With the determination of many new X-ray and cryo-EM structures that contain bound nucleosides and nucleotides, we present a computational protocol for assembling ribose conformational data from the PDB. We focus on the purinergic signaling pathways, which are of primary research interest to us, and the results suggest the synthesis of novel conformationally constrained ligands in the future. Nevertheless, this script can capture similar information for any set of genes.

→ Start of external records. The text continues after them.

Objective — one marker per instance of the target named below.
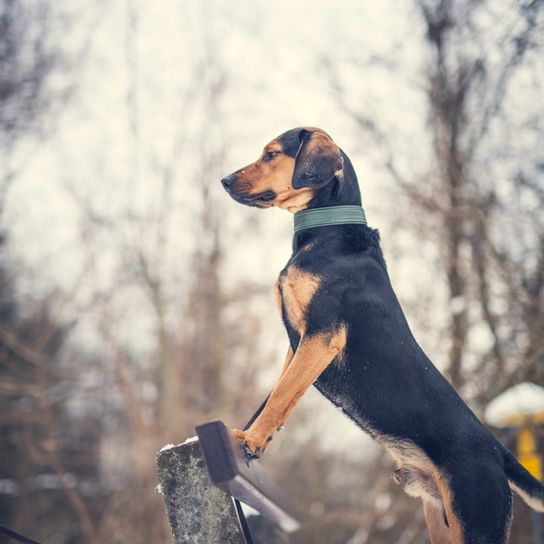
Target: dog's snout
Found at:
(227, 181)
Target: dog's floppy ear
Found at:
(317, 160)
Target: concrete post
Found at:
(198, 512)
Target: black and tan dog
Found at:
(348, 336)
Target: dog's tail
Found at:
(523, 483)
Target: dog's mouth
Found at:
(260, 200)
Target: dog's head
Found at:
(291, 168)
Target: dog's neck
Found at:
(341, 191)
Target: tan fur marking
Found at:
(287, 361)
(431, 484)
(456, 531)
(276, 175)
(298, 289)
(312, 356)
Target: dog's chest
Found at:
(295, 290)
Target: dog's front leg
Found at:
(312, 356)
(287, 362)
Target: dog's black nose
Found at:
(228, 180)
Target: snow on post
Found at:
(198, 512)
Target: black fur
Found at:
(383, 380)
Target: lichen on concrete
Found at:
(198, 512)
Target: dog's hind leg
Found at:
(478, 503)
(439, 532)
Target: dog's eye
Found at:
(269, 155)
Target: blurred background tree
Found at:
(136, 298)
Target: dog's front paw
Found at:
(253, 443)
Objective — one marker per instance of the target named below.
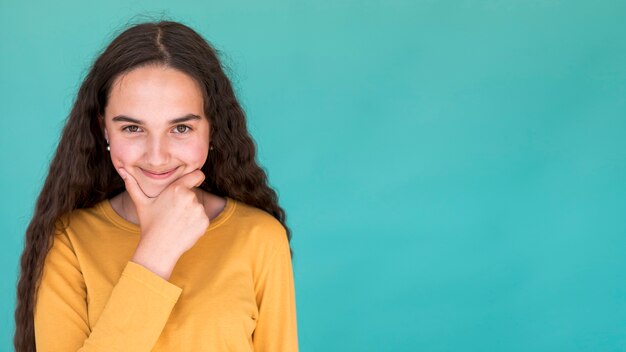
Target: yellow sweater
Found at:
(233, 291)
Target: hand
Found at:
(170, 223)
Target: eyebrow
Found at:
(123, 118)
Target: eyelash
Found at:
(188, 129)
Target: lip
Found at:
(158, 176)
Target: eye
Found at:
(131, 128)
(182, 129)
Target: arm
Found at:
(276, 328)
(132, 320)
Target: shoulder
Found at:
(260, 226)
(81, 219)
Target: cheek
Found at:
(197, 155)
(122, 155)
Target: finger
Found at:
(132, 187)
(190, 180)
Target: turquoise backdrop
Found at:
(453, 171)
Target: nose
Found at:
(157, 152)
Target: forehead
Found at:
(154, 93)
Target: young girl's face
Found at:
(156, 127)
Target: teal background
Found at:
(453, 171)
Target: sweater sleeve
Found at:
(133, 317)
(276, 326)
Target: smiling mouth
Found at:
(158, 175)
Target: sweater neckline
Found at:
(106, 208)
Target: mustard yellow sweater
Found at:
(233, 291)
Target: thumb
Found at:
(133, 189)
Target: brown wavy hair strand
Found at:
(81, 174)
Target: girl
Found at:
(156, 229)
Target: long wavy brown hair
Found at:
(81, 174)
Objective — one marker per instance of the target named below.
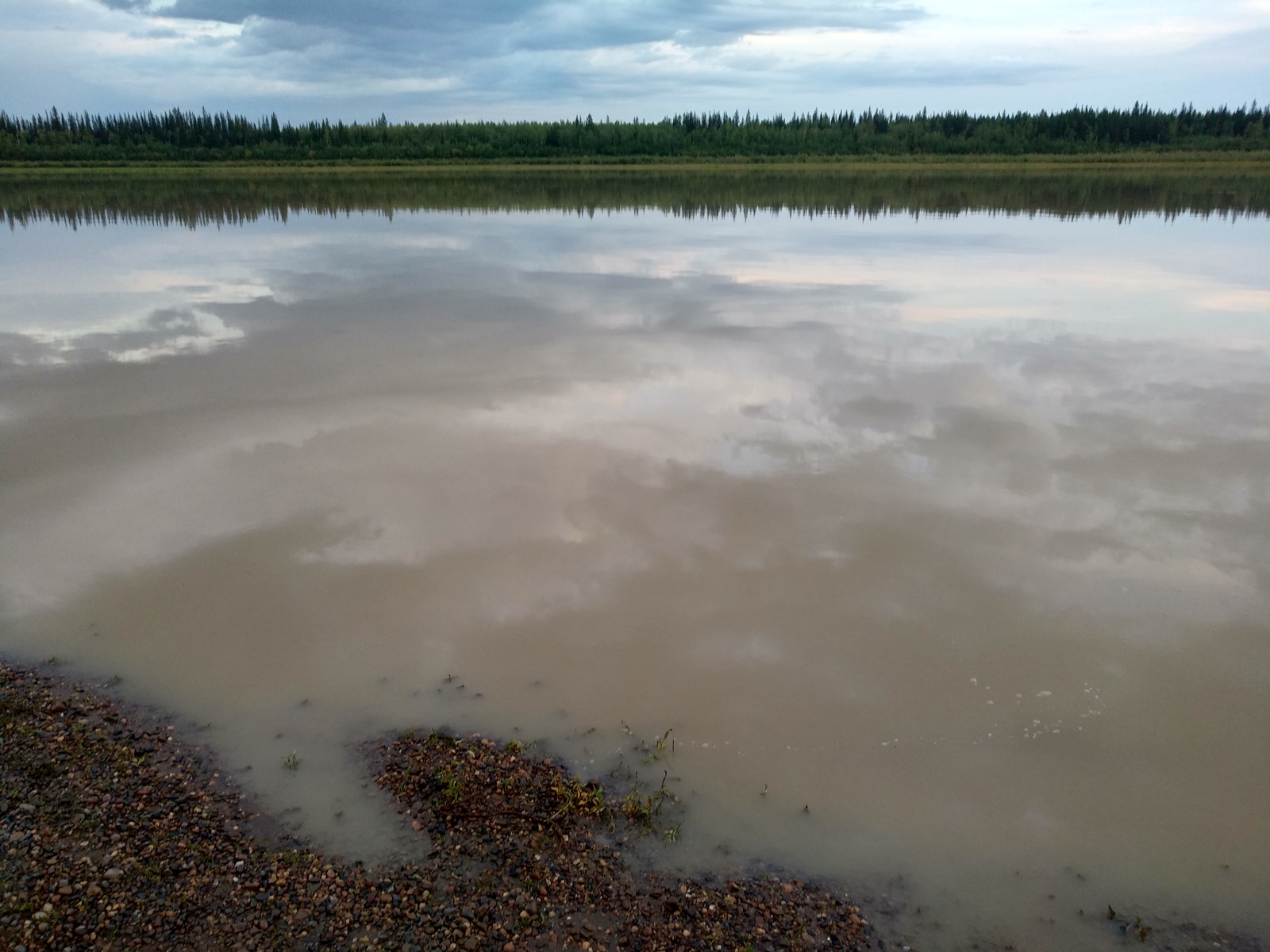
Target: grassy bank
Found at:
(220, 194)
(842, 164)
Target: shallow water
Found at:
(940, 543)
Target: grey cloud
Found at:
(435, 31)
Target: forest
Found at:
(229, 194)
(179, 136)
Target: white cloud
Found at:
(423, 60)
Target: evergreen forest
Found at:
(179, 136)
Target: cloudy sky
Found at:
(552, 59)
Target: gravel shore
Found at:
(118, 835)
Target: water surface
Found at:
(939, 535)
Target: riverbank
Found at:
(121, 835)
(873, 163)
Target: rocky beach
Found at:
(118, 835)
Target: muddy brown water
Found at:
(940, 543)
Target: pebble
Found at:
(525, 854)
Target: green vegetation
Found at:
(205, 137)
(230, 196)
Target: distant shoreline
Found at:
(878, 163)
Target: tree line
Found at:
(198, 198)
(203, 137)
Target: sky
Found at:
(427, 60)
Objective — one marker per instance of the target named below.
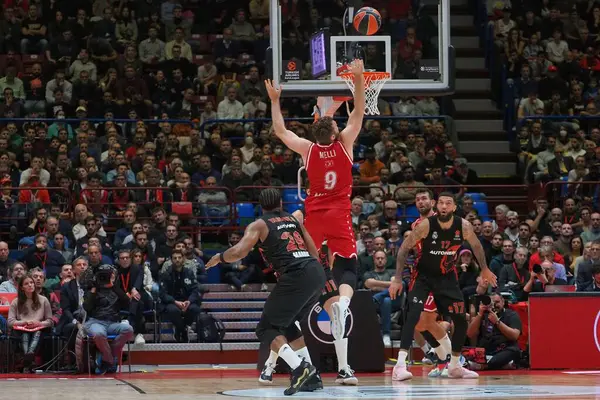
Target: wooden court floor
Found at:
(237, 383)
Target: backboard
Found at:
(335, 43)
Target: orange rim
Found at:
(369, 76)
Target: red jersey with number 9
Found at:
(329, 170)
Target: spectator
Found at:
(378, 281)
(514, 277)
(33, 32)
(496, 329)
(29, 314)
(594, 286)
(16, 271)
(180, 297)
(103, 301)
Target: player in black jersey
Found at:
(441, 237)
(287, 246)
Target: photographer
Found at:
(180, 296)
(542, 276)
(515, 276)
(102, 303)
(497, 330)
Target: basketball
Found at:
(367, 21)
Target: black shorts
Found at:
(294, 296)
(445, 289)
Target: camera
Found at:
(103, 275)
(485, 300)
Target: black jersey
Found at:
(440, 248)
(284, 248)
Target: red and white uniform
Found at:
(429, 305)
(329, 169)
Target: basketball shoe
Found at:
(346, 377)
(266, 375)
(300, 377)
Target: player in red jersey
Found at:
(328, 163)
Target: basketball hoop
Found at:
(374, 81)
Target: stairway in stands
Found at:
(239, 312)
(478, 122)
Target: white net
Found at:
(374, 81)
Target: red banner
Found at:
(564, 330)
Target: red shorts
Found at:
(335, 226)
(430, 305)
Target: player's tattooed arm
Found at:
(419, 233)
(471, 238)
(254, 232)
(289, 138)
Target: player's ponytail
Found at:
(270, 199)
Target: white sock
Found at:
(345, 301)
(272, 360)
(445, 344)
(289, 356)
(454, 361)
(402, 356)
(426, 348)
(341, 350)
(303, 353)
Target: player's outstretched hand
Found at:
(395, 289)
(274, 92)
(216, 259)
(488, 275)
(357, 67)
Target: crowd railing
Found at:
(216, 208)
(448, 122)
(584, 192)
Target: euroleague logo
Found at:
(597, 331)
(319, 324)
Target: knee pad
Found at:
(292, 333)
(344, 271)
(267, 332)
(330, 290)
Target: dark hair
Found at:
(270, 199)
(424, 190)
(447, 194)
(22, 297)
(323, 129)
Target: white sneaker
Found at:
(266, 376)
(387, 341)
(346, 377)
(435, 372)
(400, 373)
(139, 340)
(338, 320)
(458, 372)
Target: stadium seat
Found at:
(291, 202)
(245, 213)
(476, 196)
(482, 209)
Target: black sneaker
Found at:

We have previously explored modified nucleosides and nucleotides containing ribose ring constraints, such as bicyclo[3.1.0]hexane, to pre-establish a preferred conformation when bound to their target protein. We have demonstrated this approach to the design of ligands showing increased affinity and selectivity within the signaling purinome. Here we have presented a computational method for systematically exploring the preferred ribose conformations in nature, at least for those protein structures so far determined. We have focused on mediators of purinergic signaling, at various extracellular and intracellular levels. Some protein classes prefer exclusively (N) (adenosine and P2Y₁ receptors, CD73, phosphodiesterases, adenosine kinase ATP/ADP-binding site, adenosine deaminase, NDPKs, EPAC2, PRKAR1A/2B), others prefer (S) (P2X4 and P2Y₁₂ receptors, E-NTPDase2, adenylate kinase in one of the ADP-binding sites) or (E) (adenosine kinase substrates) conformations, other prefer flat conformations (PNP), while others (P2X3 and P2X7 receptors, adenylate cyclase, adenosylhomocysteinase, CD38, ENPPs) allow various conformations. This analysis will aid in the application of chemically fixed conformations of ribose to the design of ligands for additional protein targets.